My wife’s a professional shopper. She has strategies on where to park and how to find the fastest moving line (which I’ve discovered is not always the shortest). But what I admire most is her resolve not to let it get her down. In fact, this is her “good attitude Olympics.”
She tests me. “Remember,” she says, “Some clerks will be slow, uninformed, uncaring, and sometimes, downright rude. What are you going to do?”
She gives me my options. “You could say nothing and sulk about what a jerk the person is. You could be equally rude, giving the person a taste of his own medicine. Or, you could complain to management. But don’t do any of that,” she says.
This is the time to be undaunted and positive. She instructs me to reach down into my goodwill bag and smile.
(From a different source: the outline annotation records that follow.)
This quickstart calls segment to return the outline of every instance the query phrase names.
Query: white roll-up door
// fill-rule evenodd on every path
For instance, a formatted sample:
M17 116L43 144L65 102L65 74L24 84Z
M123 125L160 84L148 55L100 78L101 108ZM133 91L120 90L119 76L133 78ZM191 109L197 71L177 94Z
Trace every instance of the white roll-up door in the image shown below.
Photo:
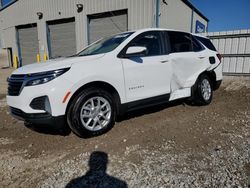
M22 65L36 62L39 53L36 24L17 27L19 58Z
M75 19L49 21L47 25L50 58L76 54Z
M127 10L89 15L89 43L128 30Z

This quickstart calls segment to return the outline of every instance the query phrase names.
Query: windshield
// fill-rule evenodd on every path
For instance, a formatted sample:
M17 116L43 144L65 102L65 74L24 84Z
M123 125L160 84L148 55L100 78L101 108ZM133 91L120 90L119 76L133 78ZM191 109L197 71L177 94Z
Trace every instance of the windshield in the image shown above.
M111 52L132 34L133 32L128 32L103 38L85 48L78 55L87 56Z

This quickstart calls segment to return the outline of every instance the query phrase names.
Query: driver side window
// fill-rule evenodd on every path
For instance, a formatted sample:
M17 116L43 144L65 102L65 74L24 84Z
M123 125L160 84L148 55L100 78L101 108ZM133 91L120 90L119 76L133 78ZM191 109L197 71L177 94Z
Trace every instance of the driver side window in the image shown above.
M129 47L141 46L147 48L145 56L157 56L162 55L161 35L160 32L145 32L138 35L133 41L131 41Z

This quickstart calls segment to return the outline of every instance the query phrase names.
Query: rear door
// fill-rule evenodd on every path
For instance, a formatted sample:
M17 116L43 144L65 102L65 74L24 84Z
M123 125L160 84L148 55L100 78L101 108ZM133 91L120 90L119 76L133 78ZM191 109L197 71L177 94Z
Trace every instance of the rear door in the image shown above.
M199 42L193 41L189 33L168 31L171 45L173 77L171 91L188 88L193 85L197 76L206 70L205 51Z
M142 57L122 59L128 102L169 94L171 64L165 55L162 32L144 32L124 51L130 46L143 46L148 52Z

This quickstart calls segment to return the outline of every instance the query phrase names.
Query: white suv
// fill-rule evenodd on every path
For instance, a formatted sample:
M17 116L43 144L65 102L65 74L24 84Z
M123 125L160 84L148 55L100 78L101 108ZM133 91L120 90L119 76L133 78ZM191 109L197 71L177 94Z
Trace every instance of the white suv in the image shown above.
M108 131L126 111L180 98L207 105L221 81L221 56L209 39L143 29L15 70L7 102L18 119L84 137Z

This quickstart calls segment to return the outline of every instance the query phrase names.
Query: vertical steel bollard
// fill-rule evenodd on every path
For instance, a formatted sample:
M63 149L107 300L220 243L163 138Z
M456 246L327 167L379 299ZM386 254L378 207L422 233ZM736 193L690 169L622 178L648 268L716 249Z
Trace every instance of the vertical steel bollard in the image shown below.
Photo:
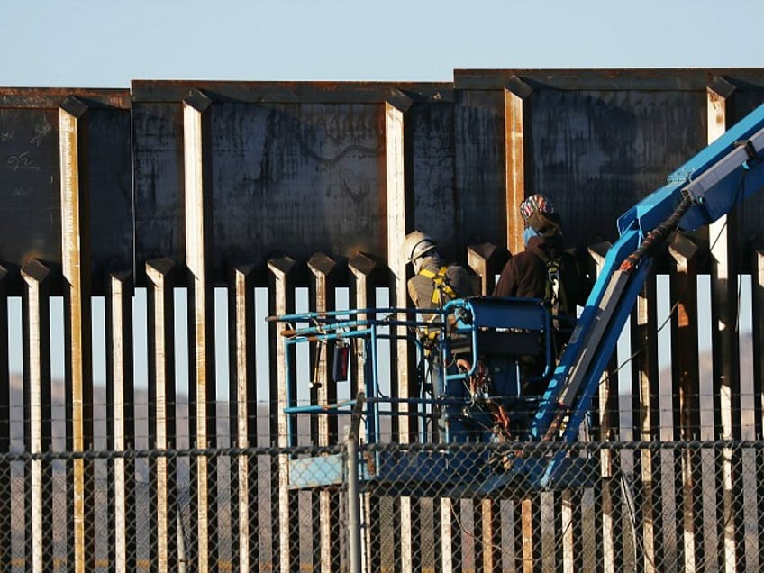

Sympathize with the person behind the counter in a concerted effort to make his or her day better. A simple “This must be a crazy time” or “I bet you’ve had a long day!” will probably soften the clerk, if not brighten them visibly. Not only will you feel better by not getting angry, but you’ll cheer up the clerk and prevent other customers from encountering grumpy service.
Remember: You can choose your attitude—and attitudes are contagious. When you choose to be cheerful and kind, chances are it will rub off on those around you. ‘Tis the season to be jolly — even to grumpy store clerks.
This is Michael Josephson reminding you that character counts.